During the Civil War of the seventeenth century, many castles were severely
damaged either by bombardment during a siege or deliberate destruction
afterwards, to prevent their further defensive use. However, because the
collapse of the gate and a stretch of its defences had already made
Conisbrough indefensible, it escaped further destruction at this time.
The
remains of the castle were granted by Henry VIII to the Carey family, who
held it for a long period. It was bought by Conisbrough local council in the
1940s, and has been in the guardianship of the nation since 1949. It is now
in the care of English Heritage.
The fame of
Conisbrough
The fame of the castle, spread by Sir Walter Scott’s novel
Ivanhoe, is world-wide. Scott, who must have seen the castle and been deeply
impressed by it, was relaying local tradition when he called it a ‘Saxon’

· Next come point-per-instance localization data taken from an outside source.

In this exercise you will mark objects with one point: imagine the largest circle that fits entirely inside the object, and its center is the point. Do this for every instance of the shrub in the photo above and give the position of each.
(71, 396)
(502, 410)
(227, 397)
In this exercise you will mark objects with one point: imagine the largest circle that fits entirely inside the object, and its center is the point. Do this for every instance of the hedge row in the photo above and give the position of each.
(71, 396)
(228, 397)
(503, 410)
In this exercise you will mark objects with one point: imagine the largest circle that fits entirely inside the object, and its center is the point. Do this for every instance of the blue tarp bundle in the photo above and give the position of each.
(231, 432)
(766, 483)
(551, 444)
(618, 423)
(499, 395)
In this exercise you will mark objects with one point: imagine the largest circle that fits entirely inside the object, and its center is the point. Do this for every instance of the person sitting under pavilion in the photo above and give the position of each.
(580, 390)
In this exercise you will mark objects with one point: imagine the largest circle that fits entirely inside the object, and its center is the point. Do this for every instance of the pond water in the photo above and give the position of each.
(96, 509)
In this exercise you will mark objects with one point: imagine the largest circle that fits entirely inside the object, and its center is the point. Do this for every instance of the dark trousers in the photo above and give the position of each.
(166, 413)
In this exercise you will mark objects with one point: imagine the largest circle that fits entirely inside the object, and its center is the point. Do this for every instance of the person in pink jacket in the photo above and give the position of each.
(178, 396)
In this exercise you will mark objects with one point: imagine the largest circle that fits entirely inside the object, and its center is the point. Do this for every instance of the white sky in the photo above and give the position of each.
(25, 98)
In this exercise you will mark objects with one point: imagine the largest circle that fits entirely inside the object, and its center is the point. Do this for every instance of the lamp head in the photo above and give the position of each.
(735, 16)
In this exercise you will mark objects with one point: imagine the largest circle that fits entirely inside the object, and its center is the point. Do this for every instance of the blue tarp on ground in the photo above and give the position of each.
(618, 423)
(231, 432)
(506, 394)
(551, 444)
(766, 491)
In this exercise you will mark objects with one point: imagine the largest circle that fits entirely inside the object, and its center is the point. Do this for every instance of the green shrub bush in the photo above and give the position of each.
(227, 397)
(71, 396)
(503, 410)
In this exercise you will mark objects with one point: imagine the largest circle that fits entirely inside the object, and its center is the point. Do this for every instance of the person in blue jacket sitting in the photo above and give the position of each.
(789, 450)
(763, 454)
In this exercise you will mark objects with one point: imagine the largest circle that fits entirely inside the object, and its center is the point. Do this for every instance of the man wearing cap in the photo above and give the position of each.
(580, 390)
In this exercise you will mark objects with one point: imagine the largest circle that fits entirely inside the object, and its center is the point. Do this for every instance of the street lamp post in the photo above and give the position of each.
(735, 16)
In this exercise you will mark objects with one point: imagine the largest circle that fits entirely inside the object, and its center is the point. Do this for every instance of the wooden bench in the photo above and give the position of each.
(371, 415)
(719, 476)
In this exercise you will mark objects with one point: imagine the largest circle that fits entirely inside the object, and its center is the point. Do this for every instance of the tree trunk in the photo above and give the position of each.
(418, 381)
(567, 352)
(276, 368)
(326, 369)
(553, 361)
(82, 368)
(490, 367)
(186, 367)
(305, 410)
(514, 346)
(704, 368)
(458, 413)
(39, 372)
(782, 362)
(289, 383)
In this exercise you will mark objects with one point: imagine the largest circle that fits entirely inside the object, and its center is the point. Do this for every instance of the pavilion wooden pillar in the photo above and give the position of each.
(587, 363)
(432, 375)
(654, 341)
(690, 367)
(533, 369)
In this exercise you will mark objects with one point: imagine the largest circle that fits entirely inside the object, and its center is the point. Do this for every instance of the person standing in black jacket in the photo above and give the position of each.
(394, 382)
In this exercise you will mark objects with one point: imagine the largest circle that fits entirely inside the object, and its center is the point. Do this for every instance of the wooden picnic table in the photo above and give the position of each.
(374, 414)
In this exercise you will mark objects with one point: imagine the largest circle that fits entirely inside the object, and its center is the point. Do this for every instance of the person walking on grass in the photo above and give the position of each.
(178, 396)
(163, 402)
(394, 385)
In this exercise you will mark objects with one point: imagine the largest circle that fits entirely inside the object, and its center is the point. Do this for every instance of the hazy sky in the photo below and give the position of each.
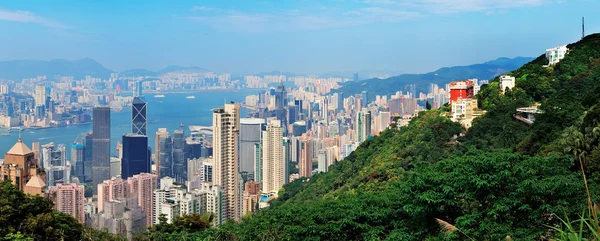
(301, 36)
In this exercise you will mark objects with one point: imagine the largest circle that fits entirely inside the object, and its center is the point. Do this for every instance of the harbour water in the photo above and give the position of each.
(168, 112)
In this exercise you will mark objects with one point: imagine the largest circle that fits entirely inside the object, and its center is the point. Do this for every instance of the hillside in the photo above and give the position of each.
(502, 178)
(389, 86)
(20, 69)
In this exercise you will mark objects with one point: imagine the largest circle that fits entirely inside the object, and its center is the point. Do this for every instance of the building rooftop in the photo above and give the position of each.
(36, 181)
(19, 149)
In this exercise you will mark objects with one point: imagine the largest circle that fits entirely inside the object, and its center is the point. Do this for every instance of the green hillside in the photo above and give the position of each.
(502, 178)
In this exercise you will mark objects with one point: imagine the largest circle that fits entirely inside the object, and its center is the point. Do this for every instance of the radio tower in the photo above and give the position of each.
(582, 27)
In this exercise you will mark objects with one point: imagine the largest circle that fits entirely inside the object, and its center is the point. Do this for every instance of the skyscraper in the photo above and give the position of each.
(101, 146)
(273, 168)
(305, 162)
(69, 199)
(250, 130)
(179, 161)
(136, 158)
(164, 153)
(89, 157)
(226, 125)
(138, 116)
(78, 161)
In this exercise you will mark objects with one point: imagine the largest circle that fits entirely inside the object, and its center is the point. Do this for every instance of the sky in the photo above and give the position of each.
(299, 36)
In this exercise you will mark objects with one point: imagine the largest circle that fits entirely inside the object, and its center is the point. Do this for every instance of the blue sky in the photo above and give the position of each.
(301, 36)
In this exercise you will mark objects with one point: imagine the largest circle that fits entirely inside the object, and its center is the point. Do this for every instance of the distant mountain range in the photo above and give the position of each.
(21, 69)
(389, 86)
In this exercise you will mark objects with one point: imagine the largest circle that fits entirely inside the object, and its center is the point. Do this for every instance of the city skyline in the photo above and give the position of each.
(334, 35)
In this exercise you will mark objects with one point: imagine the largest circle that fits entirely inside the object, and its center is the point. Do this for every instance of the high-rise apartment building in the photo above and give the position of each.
(89, 157)
(78, 161)
(273, 168)
(136, 155)
(179, 161)
(69, 199)
(40, 95)
(250, 131)
(226, 125)
(54, 162)
(138, 116)
(164, 153)
(305, 160)
(101, 145)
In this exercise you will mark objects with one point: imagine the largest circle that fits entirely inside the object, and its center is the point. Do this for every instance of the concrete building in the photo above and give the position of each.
(21, 168)
(250, 131)
(54, 162)
(136, 155)
(251, 197)
(506, 82)
(179, 161)
(164, 153)
(464, 111)
(69, 199)
(274, 165)
(305, 160)
(101, 146)
(226, 125)
(556, 54)
(138, 116)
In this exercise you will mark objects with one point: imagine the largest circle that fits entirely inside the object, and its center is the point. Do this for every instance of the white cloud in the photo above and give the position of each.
(28, 17)
(201, 8)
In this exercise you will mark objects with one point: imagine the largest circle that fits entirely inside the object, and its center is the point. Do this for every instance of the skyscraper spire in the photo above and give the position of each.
(582, 27)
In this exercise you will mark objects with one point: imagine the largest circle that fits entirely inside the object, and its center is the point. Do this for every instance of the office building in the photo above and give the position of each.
(78, 161)
(273, 168)
(101, 145)
(22, 169)
(226, 125)
(136, 155)
(251, 197)
(164, 153)
(88, 161)
(138, 116)
(54, 162)
(69, 199)
(250, 131)
(179, 161)
(305, 160)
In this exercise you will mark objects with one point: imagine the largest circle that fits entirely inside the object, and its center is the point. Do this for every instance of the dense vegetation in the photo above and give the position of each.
(389, 86)
(500, 178)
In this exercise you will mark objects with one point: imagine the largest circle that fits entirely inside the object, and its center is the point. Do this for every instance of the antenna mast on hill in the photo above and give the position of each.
(582, 27)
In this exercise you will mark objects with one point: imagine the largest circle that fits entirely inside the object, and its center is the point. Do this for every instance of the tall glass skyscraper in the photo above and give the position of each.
(136, 155)
(179, 161)
(101, 146)
(138, 116)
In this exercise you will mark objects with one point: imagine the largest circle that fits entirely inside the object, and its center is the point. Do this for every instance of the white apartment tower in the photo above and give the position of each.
(226, 126)
(273, 168)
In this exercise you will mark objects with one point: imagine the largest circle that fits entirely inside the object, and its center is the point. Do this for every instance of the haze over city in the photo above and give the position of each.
(305, 37)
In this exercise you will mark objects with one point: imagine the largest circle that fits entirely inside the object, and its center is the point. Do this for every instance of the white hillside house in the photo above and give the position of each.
(506, 82)
(554, 55)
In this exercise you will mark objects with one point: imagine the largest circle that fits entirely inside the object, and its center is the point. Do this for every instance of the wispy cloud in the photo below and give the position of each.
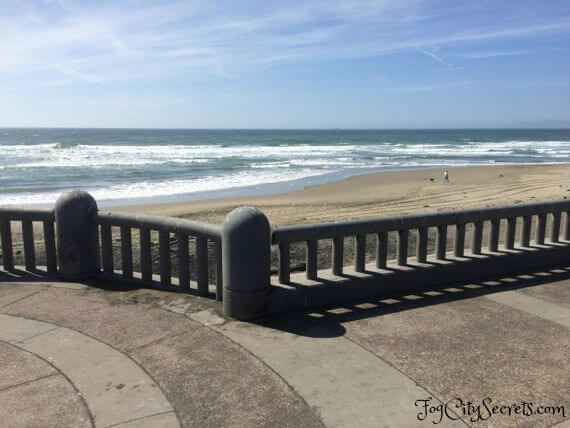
(94, 43)
(493, 53)
(434, 56)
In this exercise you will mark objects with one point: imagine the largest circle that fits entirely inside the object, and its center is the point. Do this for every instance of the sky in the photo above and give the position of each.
(285, 64)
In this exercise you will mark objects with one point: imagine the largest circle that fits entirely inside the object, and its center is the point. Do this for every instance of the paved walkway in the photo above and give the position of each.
(77, 355)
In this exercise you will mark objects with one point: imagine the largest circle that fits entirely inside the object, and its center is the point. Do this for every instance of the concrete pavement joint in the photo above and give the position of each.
(102, 343)
(404, 374)
(28, 381)
(24, 297)
(35, 335)
(139, 419)
(247, 351)
(58, 371)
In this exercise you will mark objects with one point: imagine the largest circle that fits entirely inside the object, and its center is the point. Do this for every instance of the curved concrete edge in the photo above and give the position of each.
(115, 388)
(342, 382)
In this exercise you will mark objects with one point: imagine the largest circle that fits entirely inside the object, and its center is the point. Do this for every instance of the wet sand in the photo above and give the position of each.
(389, 193)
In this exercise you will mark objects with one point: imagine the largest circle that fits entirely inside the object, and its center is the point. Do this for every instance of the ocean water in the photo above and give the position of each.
(139, 166)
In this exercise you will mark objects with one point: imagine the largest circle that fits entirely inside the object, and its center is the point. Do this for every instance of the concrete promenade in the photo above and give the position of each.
(74, 355)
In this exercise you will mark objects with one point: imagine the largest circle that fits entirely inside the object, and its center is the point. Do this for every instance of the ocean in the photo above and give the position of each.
(123, 166)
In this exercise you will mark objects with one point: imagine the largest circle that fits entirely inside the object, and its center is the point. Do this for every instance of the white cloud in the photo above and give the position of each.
(434, 56)
(98, 42)
(493, 53)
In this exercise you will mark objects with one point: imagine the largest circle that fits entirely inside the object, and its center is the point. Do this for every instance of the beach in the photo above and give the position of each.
(384, 194)
(388, 194)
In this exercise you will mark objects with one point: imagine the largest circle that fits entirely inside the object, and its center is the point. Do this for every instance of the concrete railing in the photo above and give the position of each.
(85, 238)
(82, 245)
(182, 229)
(317, 288)
(26, 218)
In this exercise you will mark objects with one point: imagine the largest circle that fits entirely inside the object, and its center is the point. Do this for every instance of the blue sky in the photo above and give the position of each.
(285, 64)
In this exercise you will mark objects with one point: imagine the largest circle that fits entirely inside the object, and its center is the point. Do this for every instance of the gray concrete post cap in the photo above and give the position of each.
(245, 216)
(76, 198)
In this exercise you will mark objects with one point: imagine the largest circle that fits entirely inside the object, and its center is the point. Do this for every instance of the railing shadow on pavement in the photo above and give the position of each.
(327, 322)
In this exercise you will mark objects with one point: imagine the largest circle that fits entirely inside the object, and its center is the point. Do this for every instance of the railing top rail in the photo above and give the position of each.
(33, 214)
(307, 232)
(167, 224)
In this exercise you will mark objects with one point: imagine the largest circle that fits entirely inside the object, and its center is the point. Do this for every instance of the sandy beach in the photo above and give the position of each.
(389, 193)
(372, 195)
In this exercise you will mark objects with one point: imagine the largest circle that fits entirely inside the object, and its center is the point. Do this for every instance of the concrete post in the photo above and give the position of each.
(77, 235)
(245, 260)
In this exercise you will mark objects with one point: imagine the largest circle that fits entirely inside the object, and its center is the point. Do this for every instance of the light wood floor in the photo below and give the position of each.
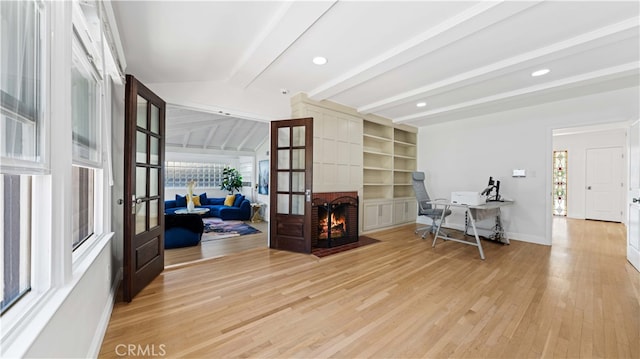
(399, 298)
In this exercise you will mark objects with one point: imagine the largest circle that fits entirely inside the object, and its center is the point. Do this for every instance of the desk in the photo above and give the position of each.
(481, 211)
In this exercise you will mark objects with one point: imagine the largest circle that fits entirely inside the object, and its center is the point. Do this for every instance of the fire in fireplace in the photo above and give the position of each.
(336, 220)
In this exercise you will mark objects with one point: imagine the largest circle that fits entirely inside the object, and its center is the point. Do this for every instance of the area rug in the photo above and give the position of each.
(362, 241)
(215, 228)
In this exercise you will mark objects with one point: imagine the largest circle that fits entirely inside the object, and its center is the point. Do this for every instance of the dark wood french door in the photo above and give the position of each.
(143, 187)
(292, 180)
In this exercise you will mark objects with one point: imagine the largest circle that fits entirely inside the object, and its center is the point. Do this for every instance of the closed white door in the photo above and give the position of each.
(604, 184)
(633, 228)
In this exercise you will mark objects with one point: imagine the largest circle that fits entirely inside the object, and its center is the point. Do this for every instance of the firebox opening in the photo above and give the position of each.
(335, 217)
(334, 226)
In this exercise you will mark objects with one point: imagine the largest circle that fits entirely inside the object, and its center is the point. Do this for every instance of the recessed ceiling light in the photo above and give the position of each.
(319, 60)
(540, 72)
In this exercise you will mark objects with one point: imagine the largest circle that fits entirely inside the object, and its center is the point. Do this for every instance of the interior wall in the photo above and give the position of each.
(461, 155)
(117, 170)
(577, 144)
(212, 192)
(262, 154)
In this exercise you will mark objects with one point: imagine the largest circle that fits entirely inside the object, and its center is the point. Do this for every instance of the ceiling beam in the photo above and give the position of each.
(185, 139)
(287, 25)
(253, 130)
(631, 69)
(233, 130)
(466, 23)
(212, 131)
(609, 34)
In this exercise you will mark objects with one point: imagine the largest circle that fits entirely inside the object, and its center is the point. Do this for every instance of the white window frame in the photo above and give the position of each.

fortress. The picture he portrays of events and people at Conisbrough in the
reign of Richard I is of course fictitious. By then the keep would just have
been built, but the castle would not yet have had enclosing stone walls.
Conisbrough Castle and The Ivanhoe Trust
The Ivanhoe Trust was founded in
1986 as a joint venture between Doncaster Council and The Dartington Trust
of North Devon. The aim was to create a Trust based on the Dartington model
to assist in the economic, social and environmental regeneration of the
Dearne Valley Communities.
In 1988 the Trust reached agreement with
English Heritage to participate in, what was then, a unique joint venture. A
Management Agreement handed the day-to-day operation of the castle to the
Ivanhoe Trust. This proved to be the forerunner of the English Heritage
policy of devolving control of some of the properties it operates to local
groups.
Since the Ivanhoe Trust took over the management of the castle, a
new Visitor Centre has been constructed, floodlighting has been installed
around the castle and a new car park has been provided. In 1992 the Trust
and English Heritage embarked upon a project to restore the roof and floors
to the castle keep which had been missing since the sixteenth century. On
the 1st April 1995 the keep of Conisbrough Castle was re-opened to the
public.
Sadly however, visitor numbers never reached the projected 60,000 per year;
a peak of 48,000 in 1995 rapidly declined in subsequent years to level out
at around 27,000 per annum, with around 40% of these being school children
on education visits. Unfortunately these visitor numbers were
insufficient to enable the castle to run in a self sustaining manner,
resulting in a gradual decline in services and facilities. Therefore it was
with regret that the decision was taken to hand back the day-to-day
operation of the site to English Heritage in April 2008.